Kampania wyborcza PiS nabierze rumieńców. Na jej czele staje bowiem Joachim Brudziński, znany z brutalnej gry politycznej. Zniknął z polskiej sceny politycznej, gdy w 2019 roku został wybrany do Parlamentu Europejskiego. Jak się okazuje, w Brukseli można nieźle zarobić.


To dla Joachima Brudzińskiego nie jest pierwszyzna - prowadził już kampanię PiS do zwycięskich wyborów w 2019 roku. Zastąpi na tym stanowisku innego europosła - Tomasza Porębę - który złożył dymisję w piątek. Oficjalnie nie podał powodów takiej decyzji, jednak w kuluarach mówi się o wewnętrznym konflikcie w partii rządzącej.
Decyzją prezesa Jarosława Kaczyńskiego szefem sztabu Prawa i Sprawiedliwości został europoseł Joachim Brudziński🇵🇱 Nie zwalniamy tempa🙂 Zwyciężymy 💪
— Rafał Bochenek (@RafalBochenek) June 19, 2023
"To pierwszy żołnierz Jarosława Kaczyńskiego" - tak Joachima Brudzińskiego nazwał w TOK FM Marek Sawicki z PSL.
Gdy wchodził do Parlamentu Europejskiego w oświadczeniu majątkowym deklarował, że posiada 120-metrowy dom o wartości 230 tys. zł. Zarobki w MSWiA rocznie wynosiły ponad 70 tys. zł, a dieta - 12,6 tys. zł. Do tego dodał: 61 tys. zł oszczędności i Volvo XC90 o wartości około 70 tys. zł. Nie wymienił żadnych pożyczek czy innych zobowiązań powyżej 10 tys. zł.

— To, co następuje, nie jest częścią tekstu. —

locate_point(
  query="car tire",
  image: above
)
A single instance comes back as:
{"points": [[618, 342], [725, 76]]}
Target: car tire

W najnowszym oświadczeniu majątkowym możemy za to przeczytać, że posiada dom o tej samej powierzchni, ale wyceniany już na 40 tys. zł więcej, a więc 270 tys. zł. Oprócz tego jest właścicielem mieszkania o powierzchni 132 m kw. za 296 tys. euro i działkę o powierzchni ponad 4300 m kw (o wartości 620 tys. zł) z dwoma domkami letniskowymi o powierzchniach po 35 m kw. każdy, które są w trakcie budowy.
Powiększył się także flota europosła. Do Volvo XC90 o wartości obecnie 80 tys. zł trzeba dodać Citroena C5 wersji sedan za 40 tys. zł.
Zgromadził także oszczędności 2300 zł i 4 tys. euro w gotówce. Ale jednocześnie ma kredyt, z którego w wysokości 200 tys. euro (plus odsetki), z którego zostało mu do spłaty około 40 tys. zł i odsetki 1,1 tys. zł (rok wcześniej podawał, że do spłaty zostało mu prawie 25 tys. euro plus odsetki w wysokości prawie 590 euro).
Zasiadając w Parlamencie Europejskim zarabia 89 tys. euro rocznie.